Free-lance Italian photographer and multi media storyteller actually based in Naples, Italy. Before of dedicating herself exclusively to photography, she specialized in Chinese Cultural Studies and was a researcher and professor. As a photographer and fixer, she has been based in China for 8 years. Then moved to international multimedia journalism. Available for freelancing anywhere - photography, video, infographics, writing, multimedia.
2015 - Siena International Photo Awards 2015, 2014 - Mobile Photo Awards, 2012 - Creative Commons FOCUS ON CHINA Prize.
A three years long street photo project on China's developments at the start of new century, in a dialogue between the newborn megalopolis and the countryside, the estranged stranger with a camera and the locals' daily routine. The preference for snapshots and blurs aims to express the challenging and constantly disorienting landscape every Chinese citizen is surrounded by. But also the estrangement of the outsider's view. Here every shot, every light and shadow deepens a different theoretical and emotional question about the unnumbered worlds which compose today's gigantic China. Street photography becomes a road movie then. The human landscape outside, seen and spied through the window of a train, car, or bus - as in an old road movie - becomes a book of notes, sketches, random illuminations, to which the eye of the photographer, as a black and white film, is wishfully exposed.

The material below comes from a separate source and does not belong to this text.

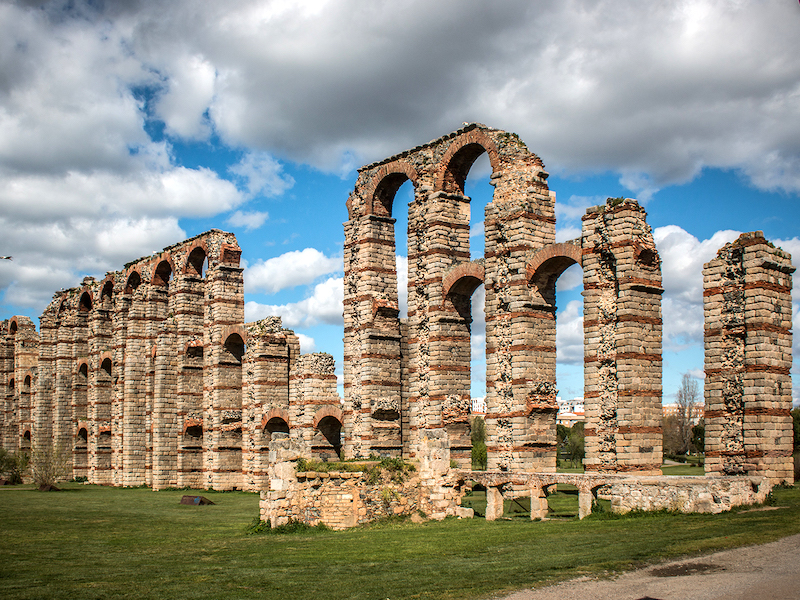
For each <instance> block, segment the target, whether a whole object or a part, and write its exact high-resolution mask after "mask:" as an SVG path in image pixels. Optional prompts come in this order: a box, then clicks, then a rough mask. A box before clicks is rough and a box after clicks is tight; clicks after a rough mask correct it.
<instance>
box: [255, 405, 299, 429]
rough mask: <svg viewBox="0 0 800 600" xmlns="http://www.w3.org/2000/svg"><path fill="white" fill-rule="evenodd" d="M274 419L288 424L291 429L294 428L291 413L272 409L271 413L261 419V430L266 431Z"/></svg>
mask: <svg viewBox="0 0 800 600" xmlns="http://www.w3.org/2000/svg"><path fill="white" fill-rule="evenodd" d="M272 419H281V420H283V422H284V423H286V424H287V425H288V426H289V427H290V428H291V426H292V423H291V421H290V420H289V413H288V412H286V409H283V408H271V409H269V412H268V413H267V414H265V415H264V416H263V417H261V426H260V429H264V427H266V426H267V423H269V422H270V421H271V420H272Z"/></svg>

Thirty years ago McDonald's was almost unknown in Mainland China. Then market socialism started up a throughly capitalistic revolution, whose ideals of general economic wealthiness founded today's China Dream. Proposing cheap American foods and a different life-style model to the new consumers, foreign fast-foods have become prominent fixtures in Chinese urban spaces - recognizable simulacra for the local as the outsider. But they have also surged up to the unspoken role of shelters. Fast food sleepers are a common presence in China's fast-foods. Young jobless migrants looking for luck, homeless grannies left apart from the new society, young students going to the big city and anybody who cannot afford the price of a room for the night. They are all here, poignantly showing the tale of two Chinas hidden behind the curtain of new development plans. They are all here, quietly wrapped in the surreal atmosphere of anonymous non-places, for a silent night as one more day slips away again.